If you want to make Hyundai and Kia crazy just call them a “group.” They really don’t like that because they believe that by standing alone they can further strengthen the uniqueness of their brands.
For the record, parent Hyundai Motor Co. owns 39 percent of Kia Motors Corp.
But the companies strive to downplay Hyundai’s more powerful position in the relationship. The brands insist that their sales results be listed separately by the European automakers’ association, ACEA, and the Association of European Businesses, which compiles sales data for Russia.
While I respect that the brands want to be looked at individually, it is impossible to resist grouping them as one because that really puts into perspective just how quickly South Korea’s largest automakers are closing the gap on their rivals here.
Let's start in Europe where Hyundai and Kia sold a combined 620,911 passenger vehicles last year, up 4.6 percent from 2009, according to ACEA. If listed as a group, Hyundai-Kia would have risen past troubled Toyota Motor Corp. last year in ACEA’s ranking.
Instead, ACEA’s year-end table shows Hyundai at 11th and Kia at 12th.

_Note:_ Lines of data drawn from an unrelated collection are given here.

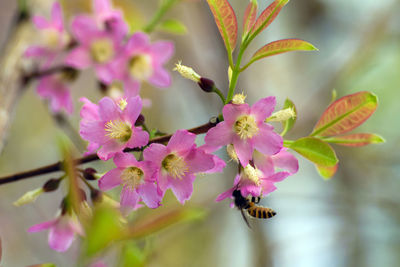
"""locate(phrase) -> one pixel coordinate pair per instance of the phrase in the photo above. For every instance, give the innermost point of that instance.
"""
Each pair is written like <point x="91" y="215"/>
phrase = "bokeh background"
<point x="351" y="220"/>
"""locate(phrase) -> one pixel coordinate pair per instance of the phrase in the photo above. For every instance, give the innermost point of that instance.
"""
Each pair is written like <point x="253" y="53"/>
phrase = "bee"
<point x="250" y="204"/>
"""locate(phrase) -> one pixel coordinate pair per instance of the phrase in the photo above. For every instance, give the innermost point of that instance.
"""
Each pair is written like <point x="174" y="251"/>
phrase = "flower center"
<point x="175" y="166"/>
<point x="246" y="127"/>
<point x="132" y="177"/>
<point x="102" y="50"/>
<point x="251" y="174"/>
<point x="140" y="67"/>
<point x="119" y="130"/>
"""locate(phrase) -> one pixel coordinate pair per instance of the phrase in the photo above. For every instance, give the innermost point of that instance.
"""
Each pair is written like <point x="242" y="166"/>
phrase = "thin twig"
<point x="92" y="157"/>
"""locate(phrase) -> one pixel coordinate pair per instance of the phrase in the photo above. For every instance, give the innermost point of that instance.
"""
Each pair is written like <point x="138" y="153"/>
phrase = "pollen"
<point x="175" y="166"/>
<point x="238" y="99"/>
<point x="102" y="50"/>
<point x="252" y="174"/>
<point x="246" y="127"/>
<point x="132" y="177"/>
<point x="140" y="67"/>
<point x="119" y="130"/>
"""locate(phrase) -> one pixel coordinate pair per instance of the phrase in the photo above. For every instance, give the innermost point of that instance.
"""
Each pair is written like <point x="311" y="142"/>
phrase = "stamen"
<point x="246" y="127"/>
<point x="132" y="177"/>
<point x="102" y="50"/>
<point x="119" y="130"/>
<point x="175" y="166"/>
<point x="140" y="67"/>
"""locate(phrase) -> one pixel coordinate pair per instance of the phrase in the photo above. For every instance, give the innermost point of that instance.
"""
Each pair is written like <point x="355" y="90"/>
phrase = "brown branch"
<point x="58" y="166"/>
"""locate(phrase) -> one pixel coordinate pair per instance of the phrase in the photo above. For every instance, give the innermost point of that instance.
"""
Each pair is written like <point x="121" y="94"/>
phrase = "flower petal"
<point x="133" y="109"/>
<point x="129" y="198"/>
<point x="108" y="110"/>
<point x="160" y="78"/>
<point x="41" y="226"/>
<point x="263" y="108"/>
<point x="267" y="141"/>
<point x="155" y="153"/>
<point x="231" y="112"/>
<point x="79" y="58"/>
<point x="183" y="188"/>
<point x="243" y="149"/>
<point x="218" y="136"/>
<point x="181" y="140"/>
<point x="111" y="179"/>
<point x="150" y="195"/>
<point x="61" y="236"/>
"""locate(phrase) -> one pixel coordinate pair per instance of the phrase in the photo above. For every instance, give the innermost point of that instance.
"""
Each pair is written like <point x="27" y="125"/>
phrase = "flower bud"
<point x="282" y="115"/>
<point x="206" y="85"/>
<point x="28" y="197"/>
<point x="187" y="72"/>
<point x="90" y="174"/>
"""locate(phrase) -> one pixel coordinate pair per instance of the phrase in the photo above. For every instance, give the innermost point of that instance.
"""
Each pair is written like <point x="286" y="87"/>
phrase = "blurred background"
<point x="351" y="220"/>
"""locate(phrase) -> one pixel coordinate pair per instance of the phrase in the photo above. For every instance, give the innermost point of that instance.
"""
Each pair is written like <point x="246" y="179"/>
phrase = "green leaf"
<point x="132" y="255"/>
<point x="250" y="16"/>
<point x="288" y="124"/>
<point x="315" y="150"/>
<point x="359" y="139"/>
<point x="345" y="114"/>
<point x="104" y="229"/>
<point x="267" y="16"/>
<point x="173" y="26"/>
<point x="226" y="21"/>
<point x="326" y="172"/>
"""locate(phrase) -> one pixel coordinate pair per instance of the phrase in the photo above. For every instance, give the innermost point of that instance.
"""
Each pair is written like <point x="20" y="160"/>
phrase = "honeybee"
<point x="250" y="204"/>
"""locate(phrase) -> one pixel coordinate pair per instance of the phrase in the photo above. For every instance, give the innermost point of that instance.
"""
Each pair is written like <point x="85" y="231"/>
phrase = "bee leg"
<point x="245" y="218"/>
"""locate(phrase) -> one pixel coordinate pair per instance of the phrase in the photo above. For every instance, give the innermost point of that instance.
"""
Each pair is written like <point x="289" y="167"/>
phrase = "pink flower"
<point x="245" y="128"/>
<point x="96" y="48"/>
<point x="138" y="181"/>
<point x="55" y="89"/>
<point x="178" y="162"/>
<point x="53" y="34"/>
<point x="113" y="128"/>
<point x="260" y="179"/>
<point x="141" y="61"/>
<point x="110" y="19"/>
<point x="62" y="231"/>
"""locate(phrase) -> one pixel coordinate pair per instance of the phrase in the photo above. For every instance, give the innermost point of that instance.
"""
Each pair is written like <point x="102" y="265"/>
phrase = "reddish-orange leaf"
<point x="268" y="15"/>
<point x="250" y="16"/>
<point x="359" y="139"/>
<point x="226" y="21"/>
<point x="282" y="46"/>
<point x="327" y="172"/>
<point x="345" y="114"/>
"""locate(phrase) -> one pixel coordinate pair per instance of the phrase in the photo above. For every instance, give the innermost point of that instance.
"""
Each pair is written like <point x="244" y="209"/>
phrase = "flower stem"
<point x="58" y="166"/>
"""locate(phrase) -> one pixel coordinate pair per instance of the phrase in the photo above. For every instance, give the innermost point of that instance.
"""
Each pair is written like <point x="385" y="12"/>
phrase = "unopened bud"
<point x="90" y="174"/>
<point x="206" y="85"/>
<point x="282" y="115"/>
<point x="238" y="99"/>
<point x="51" y="185"/>
<point x="187" y="72"/>
<point x="140" y="120"/>
<point x="28" y="197"/>
<point x="232" y="153"/>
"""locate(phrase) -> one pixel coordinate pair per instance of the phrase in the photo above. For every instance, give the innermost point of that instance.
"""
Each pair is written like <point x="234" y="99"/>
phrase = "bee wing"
<point x="245" y="218"/>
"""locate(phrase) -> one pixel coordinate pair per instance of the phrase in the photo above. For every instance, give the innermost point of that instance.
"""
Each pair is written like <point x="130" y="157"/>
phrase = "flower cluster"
<point x="100" y="41"/>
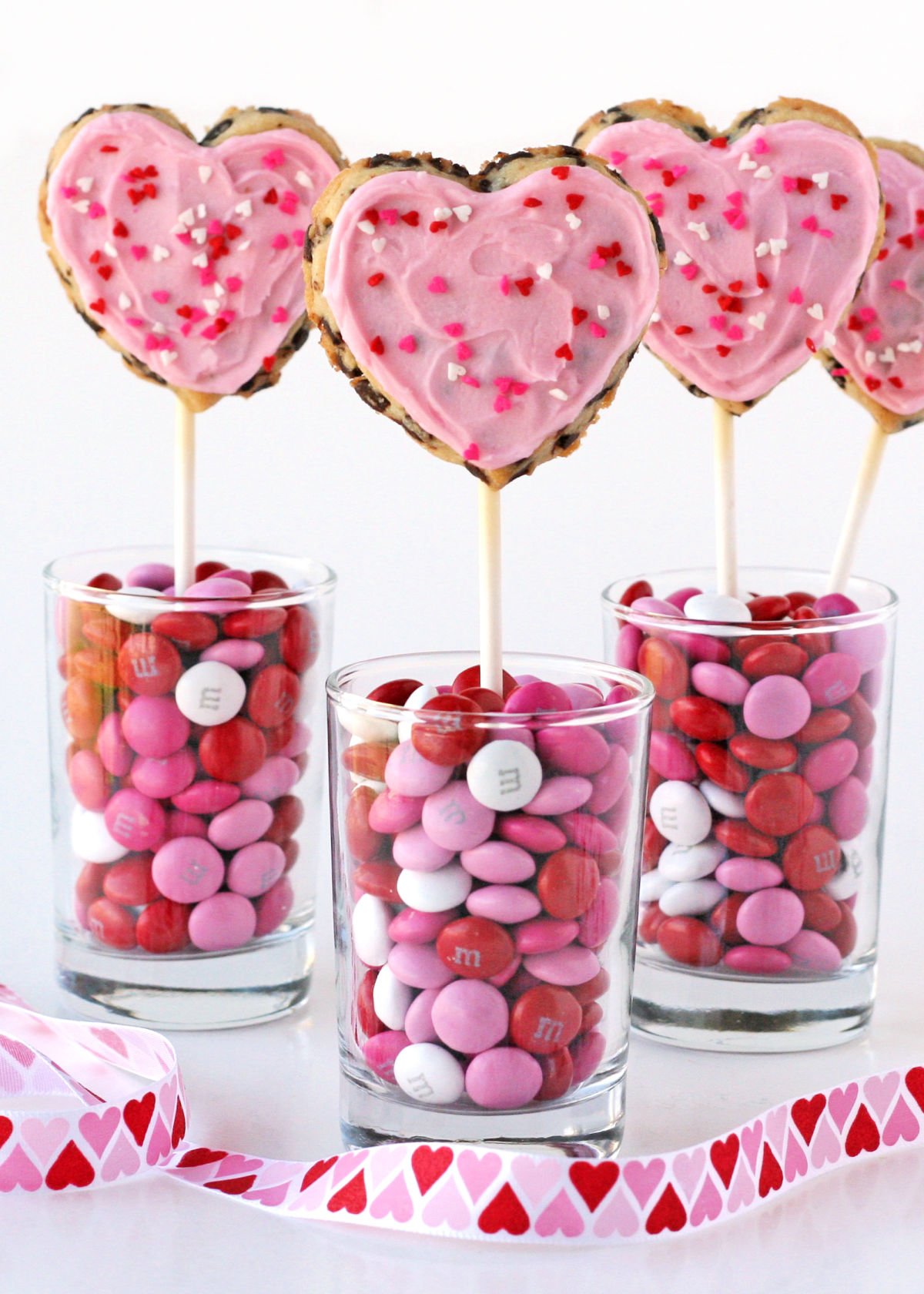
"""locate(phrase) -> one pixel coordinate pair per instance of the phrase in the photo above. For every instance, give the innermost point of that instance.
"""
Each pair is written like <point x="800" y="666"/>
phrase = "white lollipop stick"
<point x="857" y="509"/>
<point x="490" y="586"/>
<point x="726" y="525"/>
<point x="184" y="498"/>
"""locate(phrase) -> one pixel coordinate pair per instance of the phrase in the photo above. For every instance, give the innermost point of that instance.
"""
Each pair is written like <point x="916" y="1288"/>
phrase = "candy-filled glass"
<point x="766" y="796"/>
<point x="186" y="782"/>
<point x="486" y="881"/>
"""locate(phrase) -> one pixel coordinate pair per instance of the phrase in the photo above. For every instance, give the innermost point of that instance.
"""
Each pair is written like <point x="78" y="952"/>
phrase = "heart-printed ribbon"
<point x="186" y="256"/>
<point x="878" y="355"/>
<point x="83" y="1105"/>
<point x="492" y="315"/>
<point x="768" y="230"/>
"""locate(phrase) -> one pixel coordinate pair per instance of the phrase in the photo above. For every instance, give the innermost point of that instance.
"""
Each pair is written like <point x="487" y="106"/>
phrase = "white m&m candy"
<point x="681" y="813"/>
<point x="505" y="776"/>
<point x="370" y="930"/>
<point x="210" y="692"/>
<point x="430" y="1074"/>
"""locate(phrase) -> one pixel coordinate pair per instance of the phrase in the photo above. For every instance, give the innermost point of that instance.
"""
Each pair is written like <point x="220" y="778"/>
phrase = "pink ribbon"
<point x="87" y="1105"/>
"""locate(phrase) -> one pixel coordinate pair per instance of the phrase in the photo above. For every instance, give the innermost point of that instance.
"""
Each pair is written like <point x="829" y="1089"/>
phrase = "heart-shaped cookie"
<point x="768" y="226"/>
<point x="490" y="315"/>
<point x="879" y="351"/>
<point x="186" y="256"/>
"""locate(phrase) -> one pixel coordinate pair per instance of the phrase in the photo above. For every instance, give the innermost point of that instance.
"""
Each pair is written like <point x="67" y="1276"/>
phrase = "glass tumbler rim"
<point x="611" y="599"/>
<point x="638" y="703"/>
<point x="320" y="578"/>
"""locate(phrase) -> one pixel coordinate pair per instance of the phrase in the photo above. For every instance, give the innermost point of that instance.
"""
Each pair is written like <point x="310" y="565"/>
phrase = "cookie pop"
<point x="490" y="315"/>
<point x="876" y="352"/>
<point x="769" y="226"/>
<point x="186" y="256"/>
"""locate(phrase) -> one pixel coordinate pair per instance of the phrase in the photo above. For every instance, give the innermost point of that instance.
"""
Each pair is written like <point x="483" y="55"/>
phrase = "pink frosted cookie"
<point x="490" y="315"/>
<point x="768" y="226"/>
<point x="879" y="351"/>
<point x="186" y="256"/>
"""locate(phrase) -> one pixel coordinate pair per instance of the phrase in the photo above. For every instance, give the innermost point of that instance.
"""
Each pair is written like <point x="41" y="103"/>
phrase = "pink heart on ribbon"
<point x="18" y="1170"/>
<point x="188" y="256"/>
<point x="618" y="1217"/>
<point x="902" y="1125"/>
<point x="99" y="1128"/>
<point x="708" y="1204"/>
<point x="497" y="323"/>
<point x="122" y="1161"/>
<point x="642" y="1179"/>
<point x="393" y="1201"/>
<point x="447" y="1209"/>
<point x="559" y="1215"/>
<point x="762" y="254"/>
<point x="478" y="1172"/>
<point x="44" y="1138"/>
<point x="796" y="1164"/>
<point x="880" y="346"/>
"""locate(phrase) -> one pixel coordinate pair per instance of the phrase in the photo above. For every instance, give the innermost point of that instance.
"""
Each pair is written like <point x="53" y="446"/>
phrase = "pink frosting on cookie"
<point x="882" y="344"/>
<point x="766" y="241"/>
<point x="189" y="256"/>
<point x="492" y="317"/>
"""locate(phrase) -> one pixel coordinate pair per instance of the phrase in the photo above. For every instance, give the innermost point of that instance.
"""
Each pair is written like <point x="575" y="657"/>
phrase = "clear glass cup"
<point x="484" y="936"/>
<point x="766" y="799"/>
<point x="186" y="765"/>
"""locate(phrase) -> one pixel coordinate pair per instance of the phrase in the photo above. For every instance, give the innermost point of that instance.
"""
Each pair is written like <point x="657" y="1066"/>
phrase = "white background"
<point x="310" y="469"/>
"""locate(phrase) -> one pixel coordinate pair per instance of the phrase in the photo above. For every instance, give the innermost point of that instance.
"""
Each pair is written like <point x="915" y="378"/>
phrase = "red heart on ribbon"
<point x="430" y="1165"/>
<point x="504" y="1213"/>
<point x="593" y="1182"/>
<point x="863" y="1134"/>
<point x="806" y="1113"/>
<point x="352" y="1197"/>
<point x="668" y="1213"/>
<point x="70" y="1168"/>
<point x="137" y="1116"/>
<point x="724" y="1156"/>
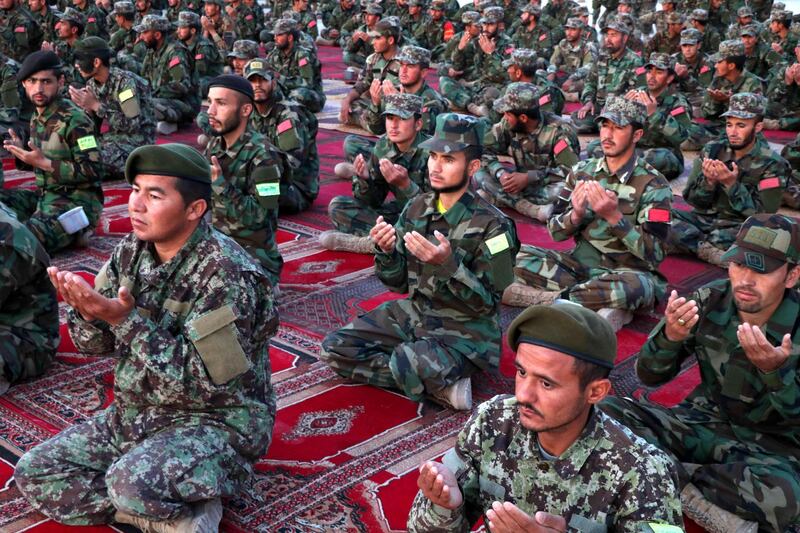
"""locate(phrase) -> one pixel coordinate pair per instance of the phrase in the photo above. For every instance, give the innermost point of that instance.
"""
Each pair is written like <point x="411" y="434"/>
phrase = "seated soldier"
<point x="734" y="177"/>
<point x="188" y="315"/>
<point x="617" y="208"/>
<point x="532" y="462"/>
<point x="453" y="253"/>
<point x="543" y="146"/>
<point x="736" y="435"/>
<point x="398" y="165"/>
<point x="28" y="307"/>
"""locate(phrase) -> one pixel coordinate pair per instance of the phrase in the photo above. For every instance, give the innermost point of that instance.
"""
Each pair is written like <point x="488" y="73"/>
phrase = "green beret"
<point x="568" y="328"/>
<point x="177" y="160"/>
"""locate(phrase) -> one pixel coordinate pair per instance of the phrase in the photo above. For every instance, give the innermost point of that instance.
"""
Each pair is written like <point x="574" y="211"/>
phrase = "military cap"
<point x="745" y="105"/>
<point x="173" y="159"/>
<point x="454" y="132"/>
<point x="403" y="105"/>
<point x="38" y="61"/>
<point x="153" y="22"/>
<point x="766" y="242"/>
<point x="566" y="327"/>
<point x="258" y="67"/>
<point x="414" y="55"/>
<point x="519" y="96"/>
<point x="623" y="112"/>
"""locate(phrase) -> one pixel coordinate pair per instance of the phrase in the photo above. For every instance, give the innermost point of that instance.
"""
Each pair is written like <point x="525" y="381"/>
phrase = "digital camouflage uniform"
<point x="245" y="196"/>
<point x="718" y="212"/>
<point x="28" y="307"/>
<point x="448" y="327"/>
<point x="546" y="154"/>
<point x="193" y="404"/>
<point x="607" y="480"/>
<point x="610" y="267"/>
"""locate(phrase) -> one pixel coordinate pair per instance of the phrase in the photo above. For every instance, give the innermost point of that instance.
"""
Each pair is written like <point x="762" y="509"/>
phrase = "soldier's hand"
<point x="383" y="235"/>
<point x="506" y="517"/>
<point x="760" y="351"/>
<point x="425" y="251"/>
<point x="439" y="485"/>
<point x="680" y="317"/>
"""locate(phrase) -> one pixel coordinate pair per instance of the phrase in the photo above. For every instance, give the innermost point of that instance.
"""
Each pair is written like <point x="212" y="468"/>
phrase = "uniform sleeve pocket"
<point x="215" y="338"/>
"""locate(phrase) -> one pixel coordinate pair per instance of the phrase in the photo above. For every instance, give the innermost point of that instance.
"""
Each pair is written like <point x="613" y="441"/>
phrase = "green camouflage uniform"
<point x="245" y="196"/>
<point x="65" y="134"/>
<point x="608" y="479"/>
<point x="193" y="404"/>
<point x="28" y="307"/>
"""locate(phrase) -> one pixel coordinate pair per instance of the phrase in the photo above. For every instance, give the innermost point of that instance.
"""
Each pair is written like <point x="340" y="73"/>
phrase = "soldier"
<point x="293" y="130"/>
<point x="617" y="70"/>
<point x="453" y="254"/>
<point x="735" y="440"/>
<point x="120" y="98"/>
<point x="397" y="164"/>
<point x="29" y="311"/>
<point x="64" y="154"/>
<point x="193" y="405"/>
<point x="247" y="171"/>
<point x="617" y="208"/>
<point x="543" y="146"/>
<point x="166" y="66"/>
<point x="548" y="435"/>
<point x="733" y="178"/>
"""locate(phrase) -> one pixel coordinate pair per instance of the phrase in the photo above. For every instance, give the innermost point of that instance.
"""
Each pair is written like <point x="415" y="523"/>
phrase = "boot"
<point x="457" y="396"/>
<point x="521" y="295"/>
<point x="338" y="240"/>
<point x="712" y="518"/>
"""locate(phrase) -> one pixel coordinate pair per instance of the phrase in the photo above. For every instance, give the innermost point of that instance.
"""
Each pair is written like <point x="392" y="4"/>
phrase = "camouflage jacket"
<point x="762" y="407"/>
<point x="636" y="242"/>
<point x="758" y="189"/>
<point x="612" y="77"/>
<point x="125" y="103"/>
<point x="194" y="351"/>
<point x="607" y="480"/>
<point x="547" y="154"/>
<point x="463" y="294"/>
<point x="245" y="196"/>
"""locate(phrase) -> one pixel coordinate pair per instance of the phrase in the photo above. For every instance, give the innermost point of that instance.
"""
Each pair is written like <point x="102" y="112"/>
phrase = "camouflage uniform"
<point x="623" y="484"/>
<point x="65" y="134"/>
<point x="719" y="211"/>
<point x="448" y="327"/>
<point x="28" y="307"/>
<point x="193" y="404"/>
<point x="545" y="154"/>
<point x="617" y="266"/>
<point x="245" y="196"/>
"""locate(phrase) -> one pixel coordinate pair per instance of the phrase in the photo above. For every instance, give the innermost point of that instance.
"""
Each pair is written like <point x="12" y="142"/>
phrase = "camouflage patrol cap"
<point x="745" y="105"/>
<point x="173" y="159"/>
<point x="403" y="105"/>
<point x="454" y="133"/>
<point x="244" y="49"/>
<point x="766" y="242"/>
<point x="623" y="112"/>
<point x="566" y="327"/>
<point x="414" y="55"/>
<point x="519" y="96"/>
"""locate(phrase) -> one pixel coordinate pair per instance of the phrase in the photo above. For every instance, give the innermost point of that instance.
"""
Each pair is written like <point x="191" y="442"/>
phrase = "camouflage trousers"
<point x="594" y="288"/>
<point x="689" y="229"/>
<point x="734" y="470"/>
<point x="390" y="347"/>
<point x="86" y="473"/>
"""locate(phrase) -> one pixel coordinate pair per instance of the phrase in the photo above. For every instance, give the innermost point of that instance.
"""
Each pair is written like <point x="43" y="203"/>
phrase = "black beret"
<point x="177" y="160"/>
<point x="38" y="61"/>
<point x="566" y="327"/>
<point x="233" y="82"/>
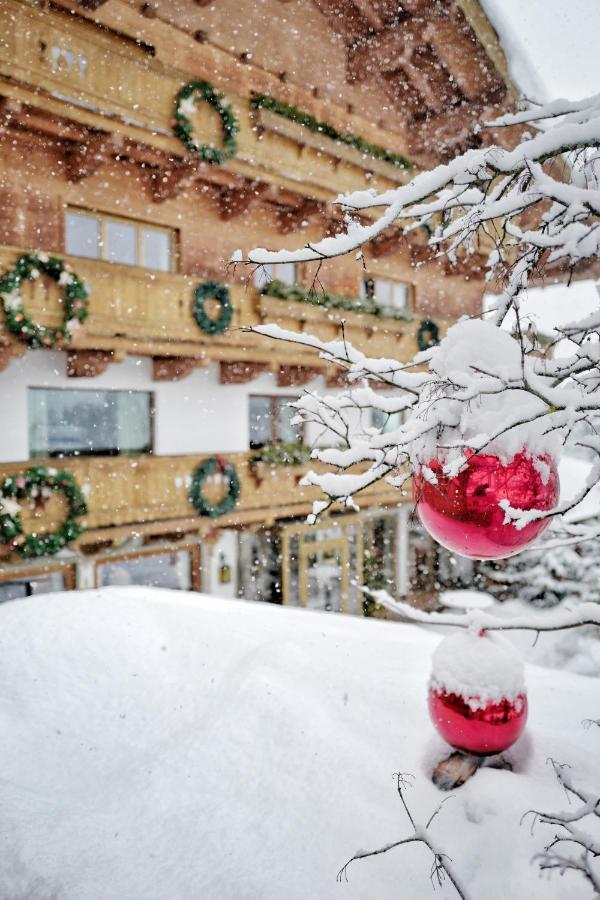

It was up to the media to announce that Hyundai-Kia had for the first time overtaken Toyota and luxury subsidiary Lexus to earn the title of Asian sales leader in Europe.
If Hyundai and Kia combined their sales in Russia, they would have passed Chevrolet to win the title of largest foreign automaker in the fast-recovering market. Hyundai-Kia sold 191,316 cars and SUVs in Russia last year, well ahead of Chevrolet’s winning total of 116,233 units. (As usual, no one challenged Russia’s national champion, AvtoVAZ, which sold 517,147 Ladas in 2010.)
Alas, the year-end ranking by the AEB tells a different story: Kia at third and Hyundai in sixth place among foreign brands.